A Levi’s IPO is on the way. The darling of the 80s and world-famous denim brand, Levi’s filed its documents on 13th February, and plans to go public later this year. It’s looking to raise between $600 million and $800 million at a valuation of over $5 billion, according to CNBC.
“Wait, how is Levi’s not public already? My parents bought Levi’s. My grandparents bought Levi’s”
Yep, OK. So Levi’s actually was public from 1971 to 1985, when descendants of Levi Strauss undertook a leveraged buyout to reclaim control of the company. Since then it’s been privately owned, but now they’re ready to take it back to the markets.
So why are they making a comeback and what do potential investors need to know before deciding if Levi’s is a good fit for your portfolio? We jumped head-first into the company and filings.
Let’s get started…
Levi’s seems to be in roaring health under current CEO Chip Bergh - famed across the internet for his cavalier attitude to jean hygiene.
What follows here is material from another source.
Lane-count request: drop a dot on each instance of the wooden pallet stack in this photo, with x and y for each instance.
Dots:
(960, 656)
The only CEO in the world with a ‘double denim’ clause in his contract
When he took the helm, Bergh swiftly became a transformational CEO deciding Levi’s should operate like “a 160-year-old startup”: becoming bold, agile and looking to the future, rather than living off the past.
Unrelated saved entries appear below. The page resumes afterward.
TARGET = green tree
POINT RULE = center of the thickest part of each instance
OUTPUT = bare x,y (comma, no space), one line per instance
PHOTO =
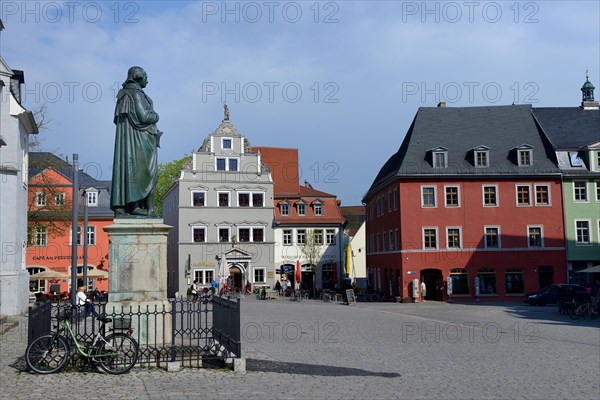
167,174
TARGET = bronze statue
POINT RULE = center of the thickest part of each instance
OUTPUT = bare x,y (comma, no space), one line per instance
135,162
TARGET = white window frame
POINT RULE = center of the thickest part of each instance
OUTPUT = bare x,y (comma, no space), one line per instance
330,236
227,169
434,196
223,139
589,231
228,198
536,186
530,157
264,273
249,199
40,236
318,209
444,155
486,155
460,238
437,238
289,233
446,187
284,209
239,240
41,199
91,235
199,227
219,227
262,204
303,233
541,227
517,185
60,199
319,237
586,192
497,195
199,192
254,228
301,209
92,198
497,227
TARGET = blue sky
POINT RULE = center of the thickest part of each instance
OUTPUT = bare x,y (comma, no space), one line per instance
341,81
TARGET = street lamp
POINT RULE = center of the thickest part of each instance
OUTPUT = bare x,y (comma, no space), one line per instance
84,236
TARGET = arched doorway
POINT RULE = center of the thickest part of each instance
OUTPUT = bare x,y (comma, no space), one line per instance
434,283
236,278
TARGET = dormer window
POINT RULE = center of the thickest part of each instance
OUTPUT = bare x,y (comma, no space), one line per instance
575,160
481,157
525,156
301,207
92,198
439,157
317,207
284,208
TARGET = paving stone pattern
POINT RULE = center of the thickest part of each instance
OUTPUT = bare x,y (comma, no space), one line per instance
314,350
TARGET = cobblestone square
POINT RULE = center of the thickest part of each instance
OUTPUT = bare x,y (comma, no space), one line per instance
316,350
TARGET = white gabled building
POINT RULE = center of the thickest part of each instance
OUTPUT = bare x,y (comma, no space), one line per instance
16,124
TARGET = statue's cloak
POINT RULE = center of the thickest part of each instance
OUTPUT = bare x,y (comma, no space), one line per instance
135,162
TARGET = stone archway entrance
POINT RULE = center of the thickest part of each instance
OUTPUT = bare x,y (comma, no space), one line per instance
236,274
434,283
A brand specialist from Procter & Gamble, Bergh not only polished up the Levi’s brand but also revitalised company culture, product innovation and manufacturing, with a big impact on the bottom line.
So for Levi’s management, it looks like a good time to go public and use that investment to grow further.
Here are the positives.
Sales are up
Last year Levi’s generated about $5.6 billion in sales.
The below chart from QZ shows how its sales figures have grown over recent years:
Levi’s revenues grew by just under 14% in 2018, up from just under 8% in 2017.
To keep this growth going, Levi’s is thinking internationally. The San Francisco-based business believes it has “significant opportunity” to expand its business in emerging markets such as India and China. China makes up roughly 20% of the global apparel market, but just 4% of Levi’s sales came from China in 2017, it noted in its IPO papers.
So how have Levi’s managed to support this growth?
It’s focused on connection with young shoppers
Levi’s is an iconic brand. But for a generation of consumers it wasn’t even in the conversation when it came to buying a pair of jeans.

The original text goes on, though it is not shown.